Fig. 1. Programmed axon death pathway and triggers.

Programmed axon death is triggered by various insults, including axotomy, neurodegenerative diseases, and exposure to environmental neurotoxins. These insults result in the depletion of NMNAT2 in the axon, a labile cytoplasmic enzyme that synthesises NAD from its precursor, NMN. NMNAT2 loss leads to an accumulation of NMN, which then binds to the pro-degenerative enzyme SARM1 and activates it. Once activated, SARM1 rapidly consumes NAD and causes axon degeneration. Notably, NMN analogues originating from environmental toxins, such as VMN and 3-APMN, can also bind and activate SARM1, bypassing the initial requirement for low NMNAT2 levels in the axon, triggering both soma and axon degeneration. This suggests that SARM1 toxicity is not restricted to axon-specific degeneration; instead, it can lead to the death of any cell that expresses sufficient levels of SARM1 and may lack compensation mechanisms. (NAM nicotinamide, 3-AP 3-acetylpyridine, NMN nicotinamide mononucleotide, VMN vacor mononucleotide, 3-APMN 3-acetylpyridine mononucleotide, NAD nicotinamide adenine dinucleotide, NADP nicotinamide adenine dinucleotide phosphate, ADPR adenosine diphosphate ribose, cADPR cyclic ADP-ribose, NAMPT nicotinamide phosphoribosyltransferase, NMNAT2 nicotinamide mononucleotide adenylyltransferase 2, SARM1 sterile alpha and TIR motif-containing protein 1).

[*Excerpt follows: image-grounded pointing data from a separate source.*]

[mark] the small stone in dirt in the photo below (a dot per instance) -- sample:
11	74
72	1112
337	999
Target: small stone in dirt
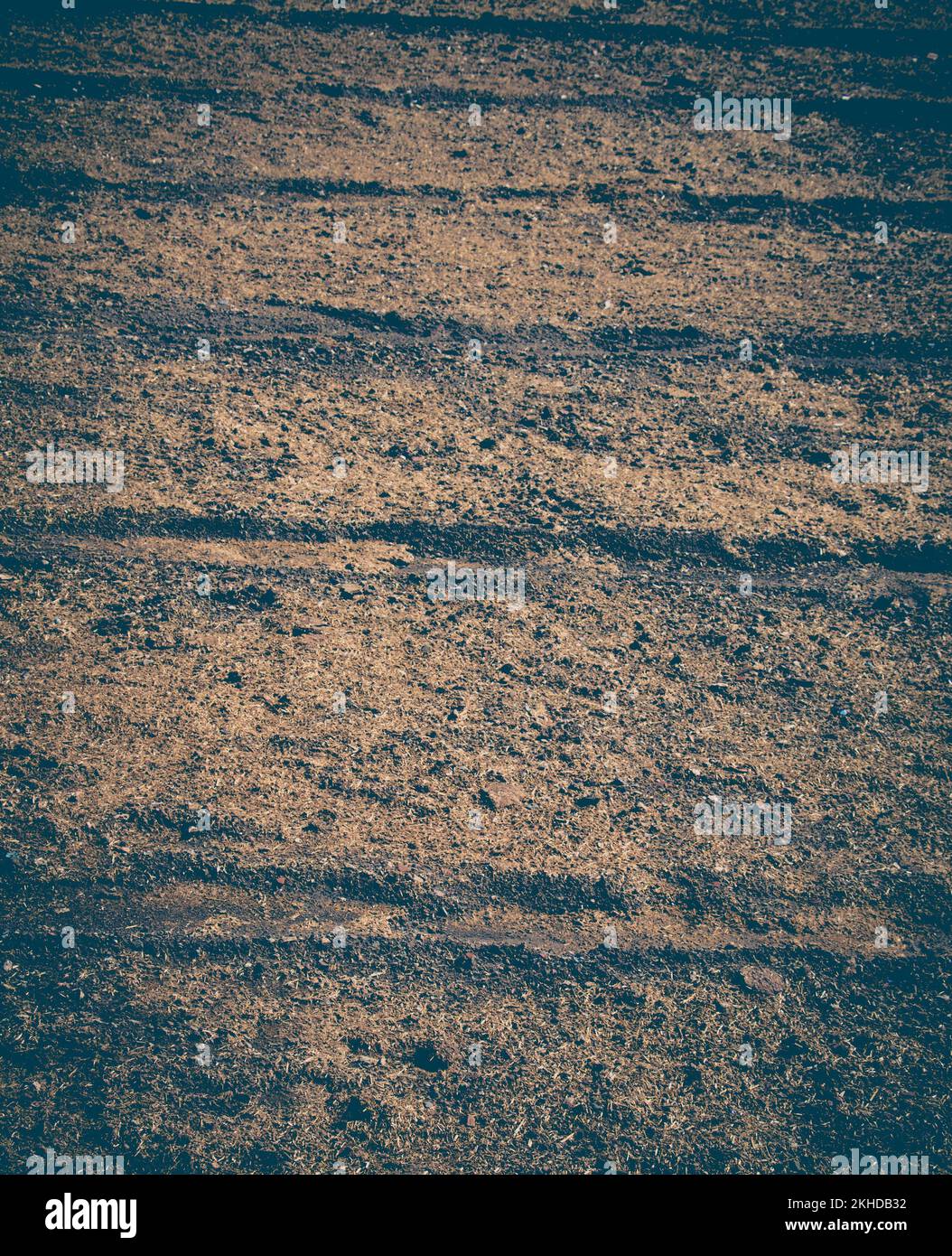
499	795
765	981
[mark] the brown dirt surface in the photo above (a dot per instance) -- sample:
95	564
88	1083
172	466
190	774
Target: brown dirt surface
490	841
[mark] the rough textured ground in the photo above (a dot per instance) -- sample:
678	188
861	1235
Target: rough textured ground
359	1056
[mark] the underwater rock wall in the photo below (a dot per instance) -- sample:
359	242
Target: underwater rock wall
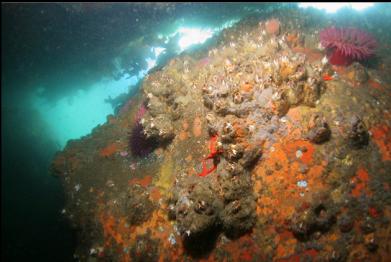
260	151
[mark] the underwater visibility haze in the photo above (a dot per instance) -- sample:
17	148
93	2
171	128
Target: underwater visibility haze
196	131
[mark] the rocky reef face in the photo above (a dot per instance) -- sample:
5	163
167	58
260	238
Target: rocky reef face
261	151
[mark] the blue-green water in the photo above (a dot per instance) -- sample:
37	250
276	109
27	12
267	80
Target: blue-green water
65	67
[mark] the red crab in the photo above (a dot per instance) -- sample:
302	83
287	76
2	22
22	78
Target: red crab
212	155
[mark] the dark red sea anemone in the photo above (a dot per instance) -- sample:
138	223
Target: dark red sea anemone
346	45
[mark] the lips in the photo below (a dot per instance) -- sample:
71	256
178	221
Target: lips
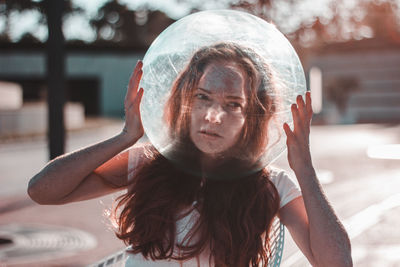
209	133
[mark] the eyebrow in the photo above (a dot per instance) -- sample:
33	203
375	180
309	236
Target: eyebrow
228	96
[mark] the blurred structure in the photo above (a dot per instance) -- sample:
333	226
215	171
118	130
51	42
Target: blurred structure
360	81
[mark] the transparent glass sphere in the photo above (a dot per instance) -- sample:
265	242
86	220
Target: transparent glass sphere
172	103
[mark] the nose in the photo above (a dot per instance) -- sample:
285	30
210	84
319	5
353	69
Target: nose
215	114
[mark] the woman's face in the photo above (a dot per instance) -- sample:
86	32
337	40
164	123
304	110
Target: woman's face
219	104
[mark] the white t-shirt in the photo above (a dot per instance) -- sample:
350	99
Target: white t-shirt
285	186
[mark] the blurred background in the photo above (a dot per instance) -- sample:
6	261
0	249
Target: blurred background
64	67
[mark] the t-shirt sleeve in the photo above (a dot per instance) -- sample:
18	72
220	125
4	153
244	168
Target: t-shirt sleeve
286	187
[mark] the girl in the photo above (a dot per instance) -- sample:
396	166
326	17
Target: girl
203	204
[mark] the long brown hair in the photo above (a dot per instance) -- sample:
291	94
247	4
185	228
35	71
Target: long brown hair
235	215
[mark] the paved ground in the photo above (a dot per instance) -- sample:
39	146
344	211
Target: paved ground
364	191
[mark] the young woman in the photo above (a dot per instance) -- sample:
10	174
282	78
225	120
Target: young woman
203	204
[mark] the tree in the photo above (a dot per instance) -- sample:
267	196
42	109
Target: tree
118	25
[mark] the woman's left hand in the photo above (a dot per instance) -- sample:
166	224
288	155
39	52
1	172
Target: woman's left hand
297	141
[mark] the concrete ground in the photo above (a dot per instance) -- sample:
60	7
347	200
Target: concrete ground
364	190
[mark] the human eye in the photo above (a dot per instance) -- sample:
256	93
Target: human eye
234	105
201	96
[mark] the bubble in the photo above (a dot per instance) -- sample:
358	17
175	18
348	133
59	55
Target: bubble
209	147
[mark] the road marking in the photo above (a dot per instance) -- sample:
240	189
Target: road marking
358	223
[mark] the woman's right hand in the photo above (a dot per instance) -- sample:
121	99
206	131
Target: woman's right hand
133	128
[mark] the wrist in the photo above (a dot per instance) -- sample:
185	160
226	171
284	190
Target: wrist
127	139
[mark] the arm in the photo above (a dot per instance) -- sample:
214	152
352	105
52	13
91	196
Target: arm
311	219
95	170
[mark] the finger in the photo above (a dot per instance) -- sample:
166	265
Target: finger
288	131
302	108
309	106
138	100
297	121
134	81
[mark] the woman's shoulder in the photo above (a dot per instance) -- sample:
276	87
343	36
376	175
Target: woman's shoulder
286	186
138	155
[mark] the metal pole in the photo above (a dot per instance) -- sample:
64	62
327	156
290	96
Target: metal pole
55	78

Fig. 2. Programmed axon death, NAD metabolism and eye disorders.

This figure highlights the potential involvement of programmed axon death in the pathogenesis of various retinal disorders, emphasising the roles of NMNATs and NAD homeostasis in maintaining retinal health. Programmed axon death can be activated in retinal cells through different mechanisms. Traumatic injuries and glaucoma may decrease NMNAT2 supply to the long axons of RGCs in the optic nerve, eventually leading to NMN accumulation and SARM1 activation, causing axon degeneration. In photoreceptor neurons lacking long axons, LoF mutations in NMNAT1, causing LCA9 in humans, have been associated with SARM1-dependent photoreceptor death. This suggests that, in the eye, SARM1 toxicity extends beyond the axonal compartment to affect neuronal soma as well. Toxins, such as vacor, 3-AP and vincristine, also cause ocular toxicity, which in this case is mediated by direct binding of their mononucleotide metabolites to SARM1, resulting in its activation. Programmed axon death is a preventable and druggable pathway, and various therapeutic options are under development to target eye disorders and other neurodegenerative diseases, as listed in this figure.